By Pat Harty
IOWA CITY, Iowa – One way to upset some Hawkeye fans is to say, or even hint, that the Iowa football team’s offense is improving.
Because that would suggest that Brian Ferentz is doing better as the offensive coordinator, and that Spencer Petras is doing better at playing quarterback.
Some fans just don’t want to hear it because they’re tired of watching the defense and special teams bail out the sputtering offense, with Saturday’s 27-10 victory over Rutgers in the Big Ten opener the latest example as the defense scored two of Iowa’s three touchdowns in Piscataway, New Jersey.
But hear me out anyway.
Saturday’s victory, which improved Iowa’s record to 3-1 overall, was hardly a coming out party for the Iowa offense, which only produced 274 yards and only had one receiver catch a pass, and that was to Arland Bruce for just five yards.
But it also wasn’t a disaster, either, especially compared to the first two games against South Dakota State and Iowa State when Iowa scored just one touchdown and struggled just to complete a pass.
Iowa will face its biggest test of the season by far this coming Saturday when fourth-ranked Michigan comes to Kinnick Stadium for the first time since 2016 when Iowa defeated the then second-ranked Wolverines 14-13 on a last-second field by freshman Keith Duncan.
It’ll probably take a similar score for Iowa to prevail on Saturday because it would be silly to suggest that the Iowa offense will suddenly catch fire.
The biggest concern would be a repeat of the 2021 Big Ten championship game when the Iowa offense performed woefully, causing the Iowa defense eventually to unravel in a 42-3 beatdown.
The Iowa defense was burned on a couple trick plays early in the Big Ten championship, but for the most part, it held its own until fatigue became a factor in the second half.
So, again, the concerns on offense shouldn’t be ignored because they are a problem.
Some have found great humor in poking fun at the Iowa offense and they’re not about to stop just because the offense scored two touchdowns against Rutgers and three against Nevada the week before.
To each his own, but it’s also fair to say that the Iowa offense has taken some baby steps in the past two games because it has, especially on the ground where Iowa has combined to rush for 291 yards after having gained just 115 yards combined in the first two games.

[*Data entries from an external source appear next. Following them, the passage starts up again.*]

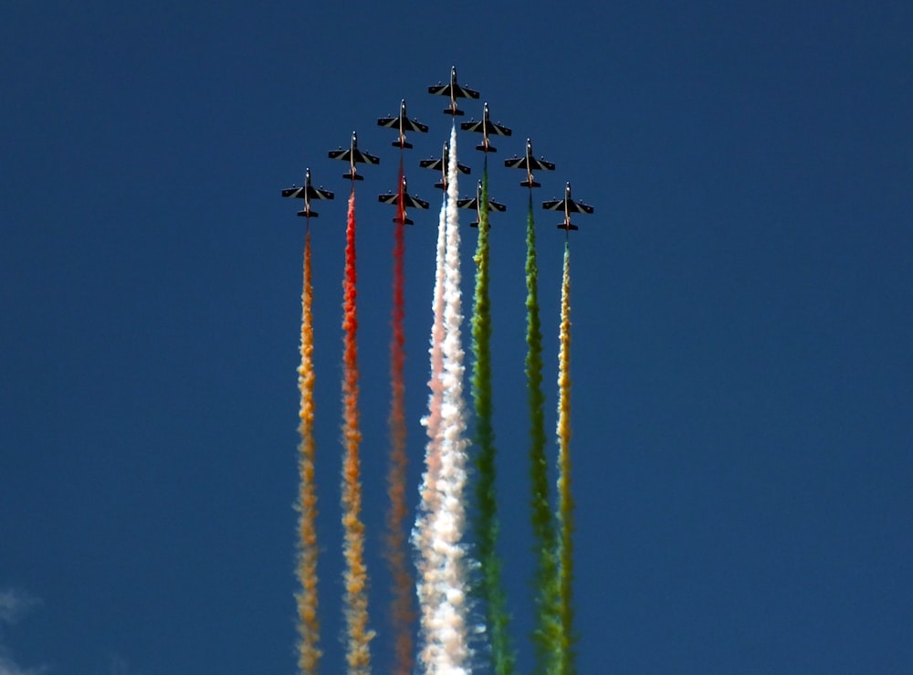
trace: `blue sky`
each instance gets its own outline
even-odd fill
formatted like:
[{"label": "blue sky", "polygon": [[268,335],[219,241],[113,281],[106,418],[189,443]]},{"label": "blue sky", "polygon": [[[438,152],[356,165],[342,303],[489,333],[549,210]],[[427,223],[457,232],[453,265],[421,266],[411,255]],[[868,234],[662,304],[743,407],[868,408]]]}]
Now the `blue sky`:
[{"label": "blue sky", "polygon": [[[289,672],[302,223],[314,221],[324,671],[339,671],[341,163],[358,186],[371,612],[385,639],[393,133],[410,192],[456,64],[492,117],[502,551],[521,671],[532,555],[523,150],[573,233],[581,672],[913,668],[913,10],[874,3],[242,3],[0,10],[0,663]],[[481,100],[464,107],[481,114]],[[461,136],[459,156],[481,153]],[[465,140],[462,140],[465,139]],[[406,241],[412,484],[436,212]],[[561,243],[538,210],[549,428]],[[468,222],[468,221],[466,221]],[[464,276],[473,231],[464,232]],[[468,283],[464,292],[471,294]],[[467,314],[470,311],[467,301]],[[554,451],[554,446],[550,448]],[[417,491],[413,502],[417,502]],[[3,659],[8,662],[5,663]]]}]

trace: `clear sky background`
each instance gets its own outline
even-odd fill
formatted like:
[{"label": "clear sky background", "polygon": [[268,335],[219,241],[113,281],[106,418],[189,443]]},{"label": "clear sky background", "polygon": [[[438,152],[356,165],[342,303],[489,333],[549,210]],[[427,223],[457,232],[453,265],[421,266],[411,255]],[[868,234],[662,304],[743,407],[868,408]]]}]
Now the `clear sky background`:
[{"label": "clear sky background", "polygon": [[[913,9],[904,3],[6,3],[0,9],[0,670],[288,673],[303,221],[312,222],[323,671],[341,670],[348,182],[358,185],[370,611],[392,658],[394,132],[405,98],[411,501],[457,66],[498,139],[498,504],[531,649],[523,374],[531,136],[572,233],[582,673],[913,671]],[[687,6],[686,6],[687,5]],[[598,7],[598,8],[594,8]],[[478,142],[460,160],[481,169]],[[464,223],[467,224],[466,213]],[[563,234],[537,208],[548,428]],[[475,231],[464,229],[466,314]],[[468,325],[466,326],[467,335]],[[557,446],[550,445],[554,457]],[[42,670],[42,669],[45,669]]]}]

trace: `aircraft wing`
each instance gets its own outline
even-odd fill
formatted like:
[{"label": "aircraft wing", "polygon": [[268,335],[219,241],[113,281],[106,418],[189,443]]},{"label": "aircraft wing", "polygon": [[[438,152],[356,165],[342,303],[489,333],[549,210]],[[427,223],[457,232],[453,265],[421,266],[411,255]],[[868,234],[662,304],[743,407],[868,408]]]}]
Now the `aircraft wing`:
[{"label": "aircraft wing", "polygon": [[303,187],[287,187],[282,191],[282,196],[284,197],[298,197],[299,199],[304,199],[304,188]]},{"label": "aircraft wing", "polygon": [[488,135],[509,136],[510,130],[493,121],[488,121]]},{"label": "aircraft wing", "polygon": [[509,169],[529,169],[526,157],[511,157],[504,160],[504,165]]},{"label": "aircraft wing", "polygon": [[[523,167],[526,168],[525,166]],[[530,158],[530,168],[535,169],[536,171],[554,171],[555,165],[551,162],[547,162],[544,159],[536,159],[535,157]]]},{"label": "aircraft wing", "polygon": [[591,206],[589,204],[583,204],[583,202],[575,202],[572,200],[568,203],[568,212],[593,213],[593,206]]},{"label": "aircraft wing", "polygon": [[428,87],[429,94],[440,94],[441,96],[453,96],[455,99],[477,99],[478,92],[463,85],[433,84]]},{"label": "aircraft wing", "polygon": [[332,199],[333,194],[322,187],[311,187],[308,190],[308,196],[311,199]]},{"label": "aircraft wing", "polygon": [[379,163],[381,163],[381,158],[380,157],[375,157],[374,155],[370,154],[368,153],[364,153],[364,152],[359,150],[358,148],[355,149],[354,154],[355,154],[355,157],[354,157],[354,161],[355,162],[362,162],[362,163],[366,163],[366,164],[379,164]]},{"label": "aircraft wing", "polygon": [[478,121],[461,121],[459,128],[464,132],[481,132],[485,130],[485,121],[479,120]]},{"label": "aircraft wing", "polygon": [[[444,160],[441,159],[419,160],[418,165],[421,166],[423,169],[435,169],[436,171],[441,171],[446,168],[446,166],[444,166]],[[464,166],[461,163],[456,164],[456,169],[461,174],[469,174],[472,171],[468,166]]]},{"label": "aircraft wing", "polygon": [[411,197],[408,195],[403,195],[403,205],[411,208],[427,208],[428,203],[418,197]]}]

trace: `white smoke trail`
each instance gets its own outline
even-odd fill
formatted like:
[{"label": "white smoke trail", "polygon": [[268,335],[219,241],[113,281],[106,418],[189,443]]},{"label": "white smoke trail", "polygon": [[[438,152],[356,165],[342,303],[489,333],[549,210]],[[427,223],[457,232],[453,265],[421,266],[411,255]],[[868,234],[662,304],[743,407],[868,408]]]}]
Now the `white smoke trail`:
[{"label": "white smoke trail", "polygon": [[422,502],[419,515],[413,532],[413,544],[418,550],[418,604],[421,607],[421,628],[424,650],[422,661],[427,666],[436,660],[433,651],[432,636],[435,615],[437,610],[438,596],[435,592],[437,570],[443,565],[443,558],[433,545],[432,519],[437,512],[440,500],[437,481],[441,469],[441,448],[438,434],[441,426],[441,404],[444,399],[444,258],[446,252],[446,196],[441,204],[441,216],[437,227],[437,265],[435,272],[435,297],[432,308],[435,322],[431,329],[431,379],[428,387],[428,415],[422,418],[427,428],[428,443],[425,455],[425,474],[422,478]]},{"label": "white smoke trail", "polygon": [[[463,487],[466,483],[466,417],[463,405],[463,322],[460,293],[459,195],[456,171],[456,127],[450,132],[450,163],[447,166],[446,245],[444,256],[444,340],[440,426],[437,430],[440,466],[436,480],[436,508],[430,514],[427,545],[434,567],[425,571],[420,593],[433,598],[428,617],[423,616],[425,647],[422,660],[428,673],[465,675],[469,659],[467,636],[467,587],[464,560]],[[430,430],[430,427],[429,427]],[[430,444],[429,444],[430,445]]]}]

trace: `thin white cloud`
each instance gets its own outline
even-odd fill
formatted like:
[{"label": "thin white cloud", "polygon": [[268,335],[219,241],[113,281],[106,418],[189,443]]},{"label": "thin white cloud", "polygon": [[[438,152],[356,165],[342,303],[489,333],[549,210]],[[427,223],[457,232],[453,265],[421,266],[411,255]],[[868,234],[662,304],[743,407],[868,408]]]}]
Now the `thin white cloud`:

Iowa still is ranked last amongst 131 FBS teams in total offense, but the numbers are improving, thanks partly to the running game showing some life.
True freshman running back Kaleb Johnson has shown that he deserves to play, and he’s playing as part of a three-back rotation with sophomores Leshon Williams and Gavin Williams (no relation).
Senior tight end Sam LaPorta finally got loose for some yards after the catch in Saturday’s win as he had four receptions for 77 yards against Rutgers.
The offensive line, which struggled in all phases in the first two games, looked much better at the point of attack against what was supposed to be a pretty good Rutgers defense.
There were running lanes throughout the game because the offensive line had a nice surge at the point of attack.
But perhaps the biggest storyline to emerge from Saturday’s win, besides the defense scoring two touchdowns and Tory Taylor dropping four of his five punts inside the 20, is that Iowa appears to have found its kicker in true freshman Drew Stevens.
He really showed something by making a 51-yard field goal in the fourth quarter against Rutgers. Stevens is now 4-for-4 on field goal attempts, and he handles kickoffs.
So, with an emerging kicker, three reliable running backs, a great tight end, and a pretty good backup tight end in Luke Lachey, and an offensive line that appears to be getting better, there is some hope for the Iowa offense.
That’s all I’m saying.
The receiver position still is a major concern and Petras still hasn’t even passed for 200 yards in a game this season.
The critics and the jokesters aren’t going away yet because the offense still hasn’t shown enough to make them go away.
But the offense has shown enough in the last two games to provide some hope.
And remember, Andy Dufresne, who said that “hope is a good thing, maybe the best of things” in the movie classic “The Shawkshank Redemption” eventually made it out of prison.
There is nothing wrong with having hope in the much-maligned Iowa offense, even if it ruins the punchlines.